2 March 2020Insurance

Market volatility amid coronavirus outbreak to weigh on re/insurers' profitability, warns Moody's

Global re/insurers will be exposed to the coronavirus outbreak directly through a potential spike in claims and indirectly through the impact on economic growth and the resultant financial market volatility, warns Moody's Investors Service.

According to a new report, an economic slowdown triggered by the outbreak will crimp business volumes for insurers and also lead to higher claims for certain types of insurance, including trade credit and event cancellation insurance.

Moody's also expects weaker investment returns on insurers' investment portfolios, including loses on equity exposures.

"European insurers' Solvency II ratios are particularly sensitive to financial market volatility and movements in bond yields and credit. Sharp deterioration in financial markets over the past week will weigh on insurers' profitability and capitalisation," said Brandan Holmes, vice president, senior credit officer at Moody's.

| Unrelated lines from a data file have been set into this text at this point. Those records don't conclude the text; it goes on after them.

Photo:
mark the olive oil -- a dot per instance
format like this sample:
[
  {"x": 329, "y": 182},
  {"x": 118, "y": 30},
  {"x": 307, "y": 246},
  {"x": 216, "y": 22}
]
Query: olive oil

For global insurers mortality levels would need to rise significantly to trigger a substantial rise in claims for life insurers, although there is still a lot of uncertainty as to the ultimate level of deaths.

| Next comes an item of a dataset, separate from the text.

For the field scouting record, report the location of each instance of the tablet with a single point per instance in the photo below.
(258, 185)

Moody's expects the non-life insurers' exposure to be limited and consequently doesn't expect a significant claims impact.

The agency noted that while global reinsurers' exposure to Chinese life and health insurance, and critical illness cover in particular, has grown significantly in recent years, it remains a modest part of their overall portfolios. Life and health cover also accounts for only a small share of the wider Chinese market, which is largely savings focused.